And for Dessert…APPLE CRISP!

Apple Crisp

For the apples:
6 lg. peeled, thinly sliced baking apples (I used Granny Smith)
1 c. white sugar
1 TBS. flour
2 tsp. cinnamon
1/2 tsp. nutmeg
1 teaspoon vanilla
Mix apple pieces with the vanilla first then add dry ingredients, & toss well.
For the crisp:
2 c. quick oats
1 1/2 c. flour
2 c. brown sugar
1/2 tsp. baking soda
1/2 tsp. baking powder
1 c. butter, melted
1 tsp. cinnamon
1 teaspoon vanilla
For the whipped cream:
1 c. heavy whipping cream
2 TBS. confectioner’s sugar
1/2 tsp. vanilla extract
Preheat oven to 350º. Coat the apples evenly with the first 5 ingredients.Combine the remaining ingredients well, and press 1/2 to 1/3 of the mixture into a 9″ x 13″ x 2″ Pyrex baking dish. Place apples on crust evenly. Scatter the remaining crisp mixture on top of the apples,evenly.
Make sure you leave crumb mixture in large pebble size chunks. Bake for 45 to 60 minutes, making sure that bottom crust is golden & done as well. Serve with whipped cream or vanilla ice cream. *If you prefer, you can place all of the crumbs on top of the apples, instead of layering some on the bottom of your glass dish.

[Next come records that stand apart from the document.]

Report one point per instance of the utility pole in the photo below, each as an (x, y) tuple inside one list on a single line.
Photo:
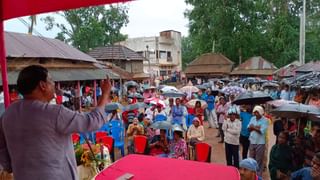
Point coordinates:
[(302, 34)]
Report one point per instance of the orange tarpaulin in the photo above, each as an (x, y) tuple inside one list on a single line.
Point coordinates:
[(17, 8)]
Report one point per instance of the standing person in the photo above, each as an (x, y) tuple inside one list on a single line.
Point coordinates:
[(248, 169), (178, 113), (258, 127), (198, 112), (35, 136), (178, 146), (222, 114), (245, 117), (134, 129), (195, 132), (309, 173), (231, 128), (211, 113), (280, 161)]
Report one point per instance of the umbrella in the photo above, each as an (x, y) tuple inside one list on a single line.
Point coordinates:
[(161, 125), (136, 95), (135, 106), (270, 85), (131, 83), (158, 102), (236, 90), (152, 99), (169, 88), (2, 109), (201, 87), (173, 94), (189, 89), (112, 107), (252, 97), (113, 89), (280, 102), (192, 103), (297, 110), (177, 127)]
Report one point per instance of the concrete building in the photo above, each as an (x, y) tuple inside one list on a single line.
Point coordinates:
[(163, 52)]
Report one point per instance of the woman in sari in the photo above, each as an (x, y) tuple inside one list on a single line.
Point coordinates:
[(178, 146), (199, 112), (160, 144), (280, 163)]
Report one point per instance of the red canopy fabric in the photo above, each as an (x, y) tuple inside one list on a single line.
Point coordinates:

*Note: This is a sweet apple crisp. If you prefer a more tart apple crisp, cut the white sugar down.

For the whipped cream:About 1 hour before ready to serve, place your mixing bowl and mixers (or the whisk attachment if you use a KitchenAid mixer) in the fridge. After your bowl and mixers are well chilled, whisk the heavy cream at medium fast speed until it starts to form soft peaks. At this stage, add your sugar and vanilla. Whisk until just incorporated. Do not over mix.